= Central European Training Centre for Brokers =

The Central European Training Centre for Brokers (or Brókerképző in Hungarian) was founded on 31 July 1991 by the Broker Association, the Budapest Stock Exchange, the Hungarian Association of Securities Dealers, the International Training Center for Bankers and the Hungarian Financial Supervisory Authority. The foundation was established with the aim to promote the financial education of young people in Hungary, thus facilitating the creation of a group of qualified stock exchange and securities trading professionals. Key objectives include the conducting of educational and awareness-raising activities, and the raising of the standards of the Hungarian securities markets and stock market activity. The foundation's educational and public awareness activities are primarily aimed at young people's awareness of financial matters on the one hand, and at training a group of securities professionals for the purpose of developing a strong knowledge of the securities market.
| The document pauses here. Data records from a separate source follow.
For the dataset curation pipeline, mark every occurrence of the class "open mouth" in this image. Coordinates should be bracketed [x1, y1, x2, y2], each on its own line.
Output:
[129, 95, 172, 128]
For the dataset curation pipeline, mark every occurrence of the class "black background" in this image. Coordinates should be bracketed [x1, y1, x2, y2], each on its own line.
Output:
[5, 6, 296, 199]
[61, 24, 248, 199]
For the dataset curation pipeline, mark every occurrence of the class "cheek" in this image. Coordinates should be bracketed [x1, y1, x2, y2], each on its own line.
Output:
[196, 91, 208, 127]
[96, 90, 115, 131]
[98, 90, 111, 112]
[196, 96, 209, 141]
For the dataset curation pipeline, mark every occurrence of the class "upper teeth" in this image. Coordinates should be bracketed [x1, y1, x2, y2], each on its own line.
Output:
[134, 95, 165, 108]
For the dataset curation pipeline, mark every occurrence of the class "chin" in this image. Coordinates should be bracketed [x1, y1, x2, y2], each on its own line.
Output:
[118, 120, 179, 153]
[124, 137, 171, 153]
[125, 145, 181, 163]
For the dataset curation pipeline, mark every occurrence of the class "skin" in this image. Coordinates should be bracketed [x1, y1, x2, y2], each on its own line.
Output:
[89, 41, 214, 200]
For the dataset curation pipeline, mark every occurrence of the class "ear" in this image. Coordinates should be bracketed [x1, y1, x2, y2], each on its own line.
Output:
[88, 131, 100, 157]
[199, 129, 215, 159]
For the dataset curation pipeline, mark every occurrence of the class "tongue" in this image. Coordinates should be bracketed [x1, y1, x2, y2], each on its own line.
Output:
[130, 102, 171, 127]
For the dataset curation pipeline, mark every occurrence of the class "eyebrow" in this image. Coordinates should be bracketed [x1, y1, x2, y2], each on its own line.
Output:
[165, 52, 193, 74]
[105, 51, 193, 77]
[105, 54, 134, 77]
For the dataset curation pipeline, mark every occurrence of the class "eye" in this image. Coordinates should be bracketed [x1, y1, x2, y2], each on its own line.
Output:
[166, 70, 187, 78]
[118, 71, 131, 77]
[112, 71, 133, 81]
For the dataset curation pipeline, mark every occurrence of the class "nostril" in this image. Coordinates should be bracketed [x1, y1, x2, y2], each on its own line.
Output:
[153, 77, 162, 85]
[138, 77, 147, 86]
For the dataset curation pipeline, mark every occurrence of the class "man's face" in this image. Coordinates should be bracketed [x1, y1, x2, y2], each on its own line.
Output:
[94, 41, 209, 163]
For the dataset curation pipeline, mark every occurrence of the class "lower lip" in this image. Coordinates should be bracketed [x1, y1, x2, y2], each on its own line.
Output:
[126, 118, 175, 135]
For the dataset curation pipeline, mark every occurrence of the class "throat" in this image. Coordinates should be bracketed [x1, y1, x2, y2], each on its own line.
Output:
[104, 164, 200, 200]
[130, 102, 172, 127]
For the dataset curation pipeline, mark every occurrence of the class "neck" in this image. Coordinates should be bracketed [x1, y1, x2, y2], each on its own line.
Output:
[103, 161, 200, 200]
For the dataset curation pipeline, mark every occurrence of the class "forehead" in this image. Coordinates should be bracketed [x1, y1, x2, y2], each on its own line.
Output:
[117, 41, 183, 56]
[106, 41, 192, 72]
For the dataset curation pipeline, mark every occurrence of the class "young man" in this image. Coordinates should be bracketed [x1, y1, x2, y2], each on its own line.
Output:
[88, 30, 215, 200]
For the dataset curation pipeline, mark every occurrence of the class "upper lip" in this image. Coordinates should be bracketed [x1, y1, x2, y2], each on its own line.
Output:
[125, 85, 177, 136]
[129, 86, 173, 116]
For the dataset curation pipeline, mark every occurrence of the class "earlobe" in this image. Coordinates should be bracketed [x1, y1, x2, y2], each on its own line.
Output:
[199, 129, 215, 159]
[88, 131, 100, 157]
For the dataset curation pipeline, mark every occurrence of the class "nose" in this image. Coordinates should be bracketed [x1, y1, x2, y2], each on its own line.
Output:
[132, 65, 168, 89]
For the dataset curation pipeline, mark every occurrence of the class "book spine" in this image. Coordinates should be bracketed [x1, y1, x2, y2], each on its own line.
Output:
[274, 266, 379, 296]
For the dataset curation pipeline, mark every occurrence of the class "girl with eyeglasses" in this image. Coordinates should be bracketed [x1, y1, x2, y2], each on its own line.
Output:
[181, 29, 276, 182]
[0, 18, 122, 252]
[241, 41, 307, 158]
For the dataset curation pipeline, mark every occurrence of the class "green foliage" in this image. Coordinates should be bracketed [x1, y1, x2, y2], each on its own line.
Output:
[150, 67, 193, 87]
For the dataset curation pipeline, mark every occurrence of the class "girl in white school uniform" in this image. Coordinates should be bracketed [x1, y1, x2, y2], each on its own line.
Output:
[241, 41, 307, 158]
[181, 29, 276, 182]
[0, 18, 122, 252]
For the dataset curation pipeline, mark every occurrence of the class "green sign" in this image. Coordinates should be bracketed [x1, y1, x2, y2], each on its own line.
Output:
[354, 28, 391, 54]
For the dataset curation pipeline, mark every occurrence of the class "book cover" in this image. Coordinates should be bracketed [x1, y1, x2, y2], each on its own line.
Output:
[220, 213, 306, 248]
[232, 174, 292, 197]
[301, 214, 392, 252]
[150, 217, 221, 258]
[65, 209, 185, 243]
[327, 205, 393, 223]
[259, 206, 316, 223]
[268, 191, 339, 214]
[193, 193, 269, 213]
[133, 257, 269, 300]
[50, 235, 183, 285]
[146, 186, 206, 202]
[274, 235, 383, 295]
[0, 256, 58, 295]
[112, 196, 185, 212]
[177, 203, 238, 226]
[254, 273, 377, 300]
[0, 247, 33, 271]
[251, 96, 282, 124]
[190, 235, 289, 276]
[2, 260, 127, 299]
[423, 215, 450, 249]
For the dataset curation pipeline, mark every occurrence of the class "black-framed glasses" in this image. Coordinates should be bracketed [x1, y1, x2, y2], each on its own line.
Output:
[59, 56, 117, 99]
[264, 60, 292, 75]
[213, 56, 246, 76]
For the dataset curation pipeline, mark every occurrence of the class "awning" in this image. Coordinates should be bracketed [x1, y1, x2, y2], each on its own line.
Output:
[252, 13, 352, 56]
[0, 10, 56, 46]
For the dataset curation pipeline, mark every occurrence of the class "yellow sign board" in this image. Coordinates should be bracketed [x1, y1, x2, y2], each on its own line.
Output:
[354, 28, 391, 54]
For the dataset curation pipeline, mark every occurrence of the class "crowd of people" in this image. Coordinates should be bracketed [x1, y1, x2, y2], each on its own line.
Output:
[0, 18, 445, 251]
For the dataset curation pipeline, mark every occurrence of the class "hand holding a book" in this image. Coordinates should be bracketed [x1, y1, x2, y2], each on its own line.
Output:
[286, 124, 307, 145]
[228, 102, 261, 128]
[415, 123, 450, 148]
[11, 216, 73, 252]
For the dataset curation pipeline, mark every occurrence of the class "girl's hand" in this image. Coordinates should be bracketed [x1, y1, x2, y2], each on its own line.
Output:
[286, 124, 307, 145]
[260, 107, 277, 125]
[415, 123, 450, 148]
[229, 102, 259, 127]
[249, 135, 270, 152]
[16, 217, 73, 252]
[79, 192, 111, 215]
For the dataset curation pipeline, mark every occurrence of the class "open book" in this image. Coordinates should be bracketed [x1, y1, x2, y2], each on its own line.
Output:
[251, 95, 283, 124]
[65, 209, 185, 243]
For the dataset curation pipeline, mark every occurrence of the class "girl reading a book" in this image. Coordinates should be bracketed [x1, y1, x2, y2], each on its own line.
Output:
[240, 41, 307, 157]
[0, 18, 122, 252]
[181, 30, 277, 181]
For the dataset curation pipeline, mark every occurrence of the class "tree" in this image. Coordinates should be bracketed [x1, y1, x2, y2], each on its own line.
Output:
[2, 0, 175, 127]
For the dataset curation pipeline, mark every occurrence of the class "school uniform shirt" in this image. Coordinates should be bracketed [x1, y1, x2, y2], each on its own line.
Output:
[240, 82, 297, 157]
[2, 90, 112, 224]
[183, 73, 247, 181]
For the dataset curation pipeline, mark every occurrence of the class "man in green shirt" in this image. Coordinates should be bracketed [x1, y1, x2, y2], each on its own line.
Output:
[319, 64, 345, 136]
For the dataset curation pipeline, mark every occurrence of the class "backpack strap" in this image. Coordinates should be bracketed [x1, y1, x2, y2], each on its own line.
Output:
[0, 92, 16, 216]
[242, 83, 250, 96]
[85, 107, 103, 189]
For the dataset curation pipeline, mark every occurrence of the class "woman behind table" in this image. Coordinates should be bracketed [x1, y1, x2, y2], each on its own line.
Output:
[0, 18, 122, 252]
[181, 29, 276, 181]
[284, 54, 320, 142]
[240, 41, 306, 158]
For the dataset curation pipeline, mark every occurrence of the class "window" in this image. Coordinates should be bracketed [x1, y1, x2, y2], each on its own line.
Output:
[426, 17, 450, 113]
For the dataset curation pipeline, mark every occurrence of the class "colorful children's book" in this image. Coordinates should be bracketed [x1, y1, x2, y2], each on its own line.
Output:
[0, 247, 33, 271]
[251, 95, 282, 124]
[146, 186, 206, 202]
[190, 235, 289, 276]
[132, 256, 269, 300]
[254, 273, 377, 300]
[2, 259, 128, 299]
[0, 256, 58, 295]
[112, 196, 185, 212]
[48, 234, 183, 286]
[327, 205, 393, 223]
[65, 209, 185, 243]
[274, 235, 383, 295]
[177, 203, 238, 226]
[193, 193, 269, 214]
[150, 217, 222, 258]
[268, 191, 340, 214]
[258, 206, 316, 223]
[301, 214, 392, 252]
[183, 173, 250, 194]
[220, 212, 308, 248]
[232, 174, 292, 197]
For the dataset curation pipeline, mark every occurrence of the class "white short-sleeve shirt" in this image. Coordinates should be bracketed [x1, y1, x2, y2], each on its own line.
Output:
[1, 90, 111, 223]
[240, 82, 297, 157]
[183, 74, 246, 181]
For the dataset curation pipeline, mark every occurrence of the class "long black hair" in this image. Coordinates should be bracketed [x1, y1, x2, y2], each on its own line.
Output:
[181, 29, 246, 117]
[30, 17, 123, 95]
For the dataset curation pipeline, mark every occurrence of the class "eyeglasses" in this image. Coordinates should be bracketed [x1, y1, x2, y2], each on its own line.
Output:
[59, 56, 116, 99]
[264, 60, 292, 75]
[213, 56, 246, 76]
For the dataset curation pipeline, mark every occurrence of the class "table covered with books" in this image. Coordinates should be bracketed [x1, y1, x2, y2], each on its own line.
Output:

The foundation regularly invites foreign professionals, experts and lecturers for professional training, which they also support financially, helps make and assists in educational radio and television programs, and also helps and assists in the educational program of high schools in teaching skills in securities trading and knowledge related to finance. The foundation also endeavors to meet and fulfil the educational requirements of Eastern and Central European countries.

The foundation also carries out scientific activities and research studies for educational purposes, prepares, publishes and distributes brochures and publications, promotes the purchasing of books and magazines, and last but not least organizes and conducts conferences.

== Objectives of the KEBA Challenge ==

The foundation is basically known for its annual KEBA Student Investor Challenge for high school students, which aims to promote awareness of the stock market and general knowledge of financial concepts among young students. Numerous professional awards are assigned during the competition, and the most successful competitors are also awarded with prizes such as professional book packages, internships with various brokerage firms and participation in training courses.